Mit Sorge sehen Wissenschaftler, daß alle gefürchteten Szenarien früher eintreten als erwartet: Zum Beispiel der Rückgang des arktischen Eises, der dieses Jahr mit minus 19 Prozent den Rekord von 2007 übertroffen hat. Forscher vom Potsdam-Institut für Klimafolgenforschung (PIK) nehmen an, daß der Meeresspiegel noch in diesem Jahrhundert über 1,5 Meter steigen könnte. Das wäre dann eine andere Welt; unsere Küstenlandschaft würde verändert, viele Städte könnten nicht mehr gehalten werden, Wetterextreme würden zunehmen. In Doha darf der Klimaschutz nicht mehr nur als Umweltschutz mißverstanden werden: Die Umwelt könnte sich an eine Welt mit drei bis sechs Grad Wärme durchaus anpassen – aber der Mensch und die Zivilisation sind gefährdet.

Welche Ziele müssen angegangen werden?

Wir brauchen höhere Reduktionszusagen seitens der Industrieländer wie etwa den USA und China, aber auch von Schwellenländern wie Indien. Es reicht nicht, auf einen Klimavertrag zu warten, der 2015 ausgehandelt werden soll, aber erst 2020 in Kraft tritt. 2015 müssen die Emissionsausstöße ihren Höhepunkt erreicht haben und danach absinken.

Sie fordern, daß auch Bundeskanzlerin Angela Merkel (CDU) aus dem »Klima-Schlaf« erwachen muß. Was kritisieren Sie?

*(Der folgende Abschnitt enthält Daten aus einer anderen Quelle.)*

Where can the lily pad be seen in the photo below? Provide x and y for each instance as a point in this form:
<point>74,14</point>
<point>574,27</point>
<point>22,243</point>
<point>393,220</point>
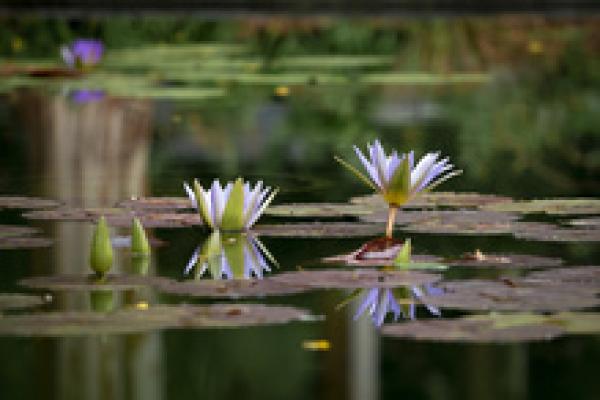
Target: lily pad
<point>16,231</point>
<point>465,330</point>
<point>450,222</point>
<point>499,327</point>
<point>24,242</point>
<point>549,206</point>
<point>119,217</point>
<point>319,229</point>
<point>15,300</point>
<point>90,282</point>
<point>500,260</point>
<point>156,203</point>
<point>317,210</point>
<point>22,202</point>
<point>511,295</point>
<point>131,320</point>
<point>234,288</point>
<point>353,279</point>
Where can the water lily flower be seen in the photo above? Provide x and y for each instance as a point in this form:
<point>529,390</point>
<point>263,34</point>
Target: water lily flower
<point>233,207</point>
<point>397,178</point>
<point>231,256</point>
<point>378,302</point>
<point>82,53</point>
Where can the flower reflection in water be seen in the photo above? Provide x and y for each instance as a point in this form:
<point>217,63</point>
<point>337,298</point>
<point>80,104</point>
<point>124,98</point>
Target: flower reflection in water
<point>401,302</point>
<point>230,256</point>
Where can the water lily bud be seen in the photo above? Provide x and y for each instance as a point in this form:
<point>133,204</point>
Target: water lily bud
<point>139,240</point>
<point>102,300</point>
<point>101,257</point>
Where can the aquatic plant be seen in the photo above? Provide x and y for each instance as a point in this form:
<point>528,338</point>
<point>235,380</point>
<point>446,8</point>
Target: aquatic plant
<point>233,207</point>
<point>378,302</point>
<point>82,53</point>
<point>139,240</point>
<point>397,178</point>
<point>101,254</point>
<point>230,256</point>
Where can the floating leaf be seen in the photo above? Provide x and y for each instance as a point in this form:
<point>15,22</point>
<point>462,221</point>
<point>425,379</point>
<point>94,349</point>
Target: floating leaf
<point>352,279</point>
<point>502,260</point>
<point>319,229</point>
<point>90,282</point>
<point>21,202</point>
<point>153,318</point>
<point>10,301</point>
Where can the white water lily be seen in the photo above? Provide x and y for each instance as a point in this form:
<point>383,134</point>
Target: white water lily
<point>397,178</point>
<point>234,207</point>
<point>230,256</point>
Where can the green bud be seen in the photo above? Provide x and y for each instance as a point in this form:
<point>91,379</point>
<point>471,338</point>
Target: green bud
<point>101,252</point>
<point>102,300</point>
<point>139,240</point>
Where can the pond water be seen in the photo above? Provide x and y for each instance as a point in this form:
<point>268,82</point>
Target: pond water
<point>499,301</point>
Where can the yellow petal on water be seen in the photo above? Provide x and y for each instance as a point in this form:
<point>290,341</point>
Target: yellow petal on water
<point>317,345</point>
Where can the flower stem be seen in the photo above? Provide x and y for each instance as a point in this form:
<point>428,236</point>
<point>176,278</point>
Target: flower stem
<point>391,219</point>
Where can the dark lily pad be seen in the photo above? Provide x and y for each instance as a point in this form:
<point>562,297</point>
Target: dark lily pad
<point>90,282</point>
<point>576,278</point>
<point>549,206</point>
<point>499,327</point>
<point>24,242</point>
<point>556,234</point>
<point>235,288</point>
<point>133,320</point>
<point>465,330</point>
<point>591,223</point>
<point>16,231</point>
<point>495,260</point>
<point>156,203</point>
<point>437,199</point>
<point>119,217</point>
<point>22,202</point>
<point>319,229</point>
<point>317,210</point>
<point>14,300</point>
<point>353,279</point>
<point>511,295</point>
<point>450,222</point>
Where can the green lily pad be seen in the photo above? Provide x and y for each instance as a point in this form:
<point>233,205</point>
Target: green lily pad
<point>233,289</point>
<point>9,301</point>
<point>319,229</point>
<point>22,202</point>
<point>90,282</point>
<point>317,210</point>
<point>156,203</point>
<point>512,295</point>
<point>499,327</point>
<point>353,279</point>
<point>7,231</point>
<point>131,320</point>
<point>503,260</point>
<point>24,242</point>
<point>549,206</point>
<point>119,217</point>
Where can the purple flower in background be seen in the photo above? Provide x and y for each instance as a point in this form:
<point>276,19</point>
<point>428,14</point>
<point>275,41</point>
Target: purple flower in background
<point>83,96</point>
<point>379,302</point>
<point>82,53</point>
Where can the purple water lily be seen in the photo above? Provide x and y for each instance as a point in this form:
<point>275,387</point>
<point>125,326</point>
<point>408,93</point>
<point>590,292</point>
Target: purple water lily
<point>235,206</point>
<point>82,53</point>
<point>397,177</point>
<point>378,302</point>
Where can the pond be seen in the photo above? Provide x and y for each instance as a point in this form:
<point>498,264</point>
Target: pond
<point>489,289</point>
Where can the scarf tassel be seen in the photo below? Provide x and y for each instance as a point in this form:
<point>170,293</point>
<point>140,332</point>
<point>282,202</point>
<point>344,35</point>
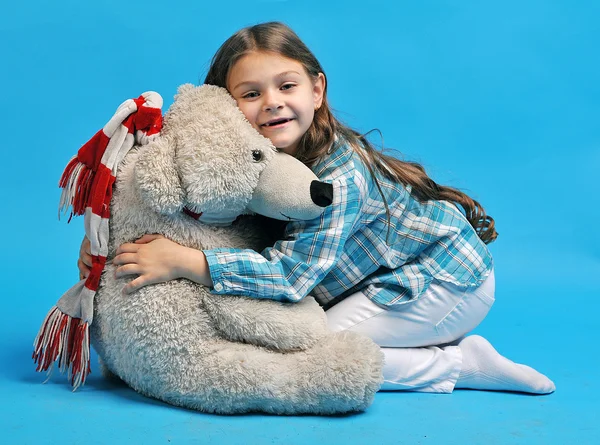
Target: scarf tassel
<point>76,182</point>
<point>65,340</point>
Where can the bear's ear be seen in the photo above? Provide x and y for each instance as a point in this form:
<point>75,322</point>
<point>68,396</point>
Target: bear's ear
<point>157,178</point>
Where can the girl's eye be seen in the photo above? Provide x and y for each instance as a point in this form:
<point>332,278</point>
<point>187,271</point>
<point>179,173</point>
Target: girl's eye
<point>257,155</point>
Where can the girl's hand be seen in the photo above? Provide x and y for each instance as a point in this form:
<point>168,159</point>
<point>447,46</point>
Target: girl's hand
<point>84,263</point>
<point>155,259</point>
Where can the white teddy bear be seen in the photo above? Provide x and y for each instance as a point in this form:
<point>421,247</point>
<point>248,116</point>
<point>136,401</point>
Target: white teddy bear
<point>176,341</point>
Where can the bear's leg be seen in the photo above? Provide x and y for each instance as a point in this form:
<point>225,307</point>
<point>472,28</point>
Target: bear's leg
<point>280,326</point>
<point>339,374</point>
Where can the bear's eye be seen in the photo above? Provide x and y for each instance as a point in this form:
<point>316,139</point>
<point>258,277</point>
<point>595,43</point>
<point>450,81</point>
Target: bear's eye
<point>257,155</point>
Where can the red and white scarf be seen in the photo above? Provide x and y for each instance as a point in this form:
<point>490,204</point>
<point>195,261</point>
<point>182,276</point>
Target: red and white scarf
<point>87,184</point>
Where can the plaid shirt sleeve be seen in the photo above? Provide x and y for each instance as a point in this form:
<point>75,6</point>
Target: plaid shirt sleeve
<point>290,269</point>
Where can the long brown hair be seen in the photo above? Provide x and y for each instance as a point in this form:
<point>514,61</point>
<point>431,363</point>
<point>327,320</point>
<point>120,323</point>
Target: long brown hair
<point>278,38</point>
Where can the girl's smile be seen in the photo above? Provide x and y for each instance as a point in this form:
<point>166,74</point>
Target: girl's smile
<point>277,96</point>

Sie läßt zu, daß die EU in Brüssel eine den Klimazielen entgegen gesetzte Politik macht. Das Hauptinstrument des europäischen Klimaschutzes, der Emissionshandel, steckt in einer tiefen Krise. Der Preis für den CO2-Ausstoß bietet den Unternehmen keinenAnreiz, in klimafreundliche Energien zu investieren. Die Emissionsrechte, zunächst auf mehr als 20 Euro pro Tonne kalkuliert, kosten plötzlich nur noch sieben Euro. Sie werden verramscht.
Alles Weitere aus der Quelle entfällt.